The Clearstream affair was a political scandal in France in the run-up to the 2007 presidential election.

The name refers to the Luxembourg-based Clearstream Banking SA, which was alleged to have aided many prominent French politicians and companies in tax evasion cases. It was also suggested that Clearstream might have helped French individuals and companies to launder money arising from bribery surrounding the 1991 sale of six s to Taiwan (see Taiwan frigate scandal). Clearstream denied the allegations.

==Overview==

Between 2001 and 2002, two books were published by co-authors Denis Robert and Ernest Backes, entitled Révélation$ and La Boîte Noire, accusing Clearstream of being a money laundering organisation and the worldwide centre for international financial crime committed by major banks, shell companies, and organised crime all over the world. An investigation opened by the Luxembourg authorities in 2001 found no evidence to support the authors' allegations, and the case was dismissed in 2004.

Subsequently, a list of accounts supposedly held by French individuals at Clearstream was sent anonymously to investigating magistrate Renaud van Ruymbeke on four occasions between May and October 2004. At that time, van Ruymbeke was investigating possible bribes in the 1991 frigate sale. The lists quickly proved to be false, and several of the people named on them pressed charges for "false denunciation". In the same year, additional anonymous letters and CD-Roms sent to French judges accused Clearstream of running secret accounts for criminals and senior French politicians. In late 2005, French investigating authorities officially declared the documents forgeries and dismissed the case.

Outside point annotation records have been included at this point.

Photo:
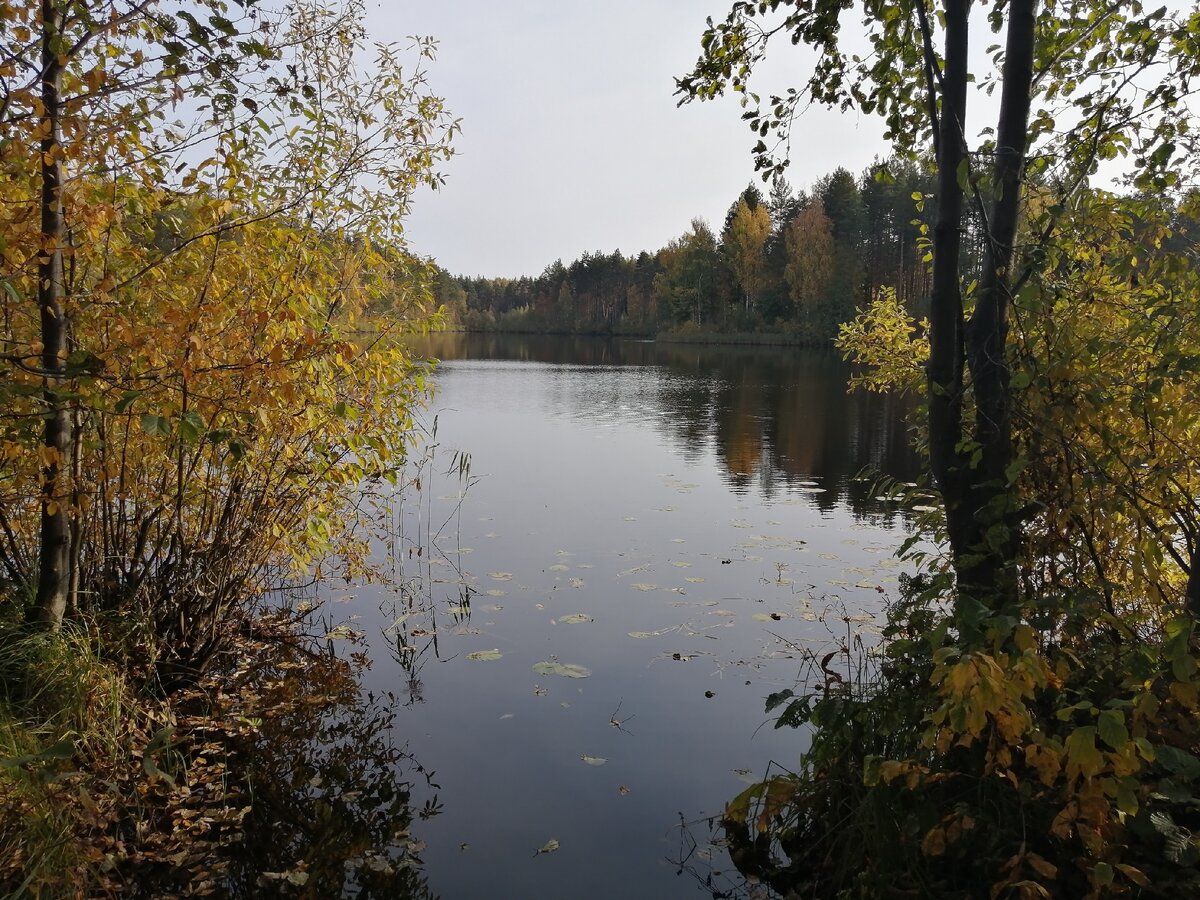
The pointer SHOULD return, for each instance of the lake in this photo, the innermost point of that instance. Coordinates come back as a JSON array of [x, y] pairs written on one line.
[[583, 625]]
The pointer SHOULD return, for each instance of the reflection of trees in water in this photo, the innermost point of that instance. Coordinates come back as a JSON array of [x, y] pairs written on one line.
[[775, 417], [329, 803]]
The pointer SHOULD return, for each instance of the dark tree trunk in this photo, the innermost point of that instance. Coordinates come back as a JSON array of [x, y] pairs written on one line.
[[989, 570], [53, 576], [946, 297]]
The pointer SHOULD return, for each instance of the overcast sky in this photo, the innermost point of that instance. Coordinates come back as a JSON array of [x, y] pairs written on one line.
[[571, 141]]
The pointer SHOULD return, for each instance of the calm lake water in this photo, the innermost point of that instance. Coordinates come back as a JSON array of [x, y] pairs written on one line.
[[675, 523]]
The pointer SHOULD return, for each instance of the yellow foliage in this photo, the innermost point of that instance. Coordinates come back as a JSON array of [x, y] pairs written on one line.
[[231, 397]]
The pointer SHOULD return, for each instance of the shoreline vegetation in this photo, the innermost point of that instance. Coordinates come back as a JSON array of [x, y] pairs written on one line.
[[1029, 725], [747, 339]]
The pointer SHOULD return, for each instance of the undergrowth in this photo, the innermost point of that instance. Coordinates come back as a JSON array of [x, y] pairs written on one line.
[[271, 777], [1027, 768]]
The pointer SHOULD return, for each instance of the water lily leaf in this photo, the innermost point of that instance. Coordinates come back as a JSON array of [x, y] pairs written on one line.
[[567, 670], [485, 655], [577, 618]]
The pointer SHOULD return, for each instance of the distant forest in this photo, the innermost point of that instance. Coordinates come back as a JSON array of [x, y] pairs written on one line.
[[789, 263]]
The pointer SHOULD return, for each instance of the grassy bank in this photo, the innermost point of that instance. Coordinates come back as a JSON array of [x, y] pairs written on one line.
[[237, 786]]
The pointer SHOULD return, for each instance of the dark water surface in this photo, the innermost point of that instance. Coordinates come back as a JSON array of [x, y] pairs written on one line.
[[677, 522]]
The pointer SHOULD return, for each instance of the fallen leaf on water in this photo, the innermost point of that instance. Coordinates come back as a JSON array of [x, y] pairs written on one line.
[[567, 670], [485, 655]]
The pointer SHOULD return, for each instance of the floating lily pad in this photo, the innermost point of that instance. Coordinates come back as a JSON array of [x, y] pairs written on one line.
[[567, 670], [485, 655]]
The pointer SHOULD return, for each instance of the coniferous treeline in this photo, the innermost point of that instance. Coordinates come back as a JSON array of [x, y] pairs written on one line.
[[790, 263]]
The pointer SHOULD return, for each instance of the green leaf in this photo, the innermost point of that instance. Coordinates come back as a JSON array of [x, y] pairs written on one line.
[[156, 425], [1179, 762], [1111, 727]]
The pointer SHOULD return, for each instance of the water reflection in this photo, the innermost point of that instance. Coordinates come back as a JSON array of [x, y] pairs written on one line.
[[778, 418], [329, 791]]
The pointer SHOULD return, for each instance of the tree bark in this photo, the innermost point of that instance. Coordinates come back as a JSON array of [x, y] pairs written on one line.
[[989, 569], [946, 337], [54, 556]]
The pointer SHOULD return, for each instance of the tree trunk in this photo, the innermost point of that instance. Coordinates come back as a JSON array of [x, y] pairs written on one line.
[[946, 337], [54, 557], [989, 569]]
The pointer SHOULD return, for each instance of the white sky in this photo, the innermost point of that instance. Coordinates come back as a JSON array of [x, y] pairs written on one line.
[[571, 141]]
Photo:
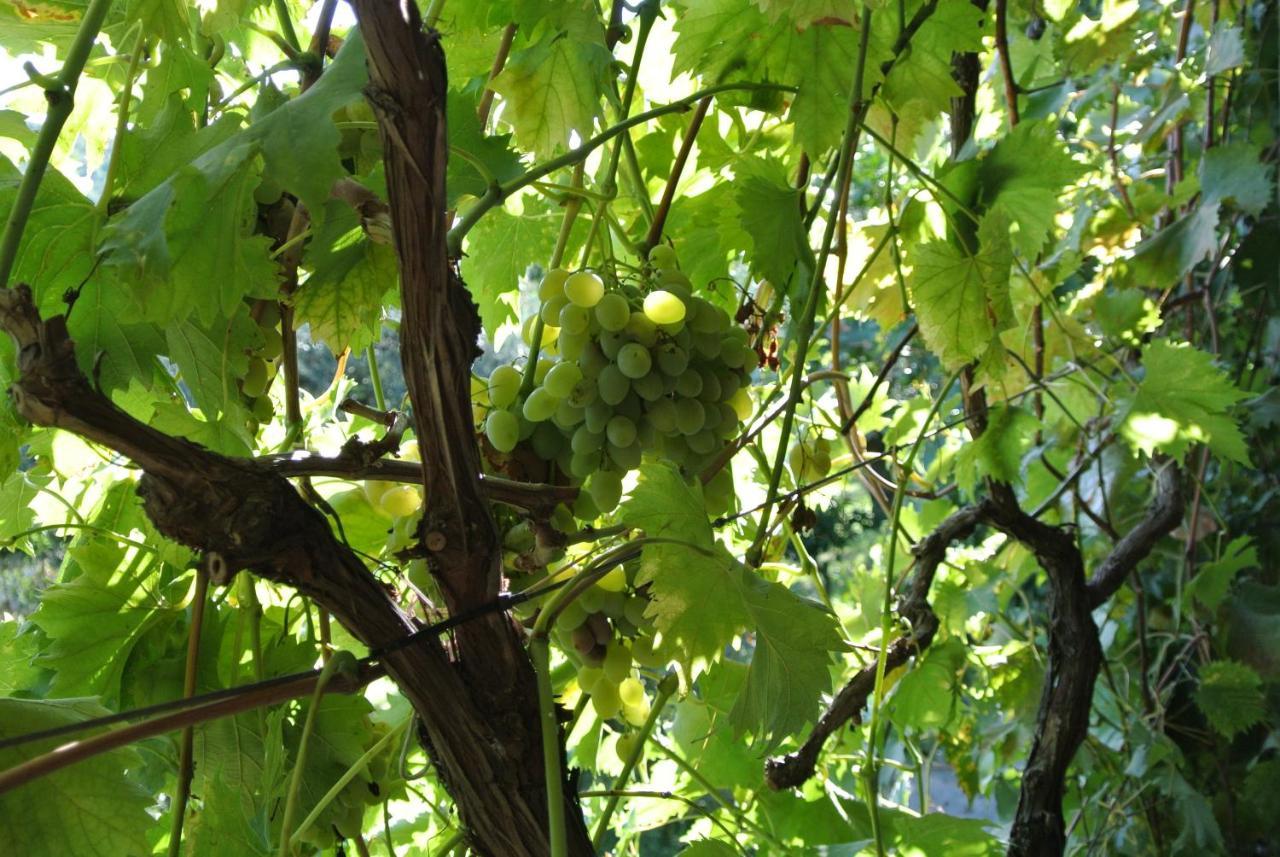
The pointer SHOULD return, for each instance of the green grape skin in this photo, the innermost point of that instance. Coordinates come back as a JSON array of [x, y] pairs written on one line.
[[612, 312], [634, 360], [643, 330], [648, 386], [690, 416], [552, 284], [689, 385], [631, 690], [604, 699], [663, 307], [575, 319], [539, 406], [613, 385], [502, 429], [584, 289], [617, 661], [621, 431], [586, 441], [662, 256], [598, 415], [672, 360], [503, 386], [254, 384], [551, 310], [561, 379]]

Among those pressing charges was prominent French politician Nicolas Sarkozy, who was preparing his (ultimately successful) campaign for the presidency. Sarkozy's main political rival on the right wing of French politics at the time was Interior Minister Dominique de Villepin, who became Prime Minister of France in 2005. It later transpired that De Villepin had known about the existence of the lists since at least January 2004. As interior minister, he would also have known that French secret services considered the lists to be forgeries. He did not, however, pass this information on to Judge Van Ruymbeke. De Villepin was indicted on charges of complicity to false denunciation on 18 November 2008, and tried at the Paris Correctional Court in September and October 2009. He was acquitted of the charges on 28 January 2010. Three co-defendants were convicted for their roles in the affair, while a fifth person was acquitted.

==In popular culture==
In 2014 Vincent Garenq directed a film about the event, The Clearstream Affair (French title: L'Enquête).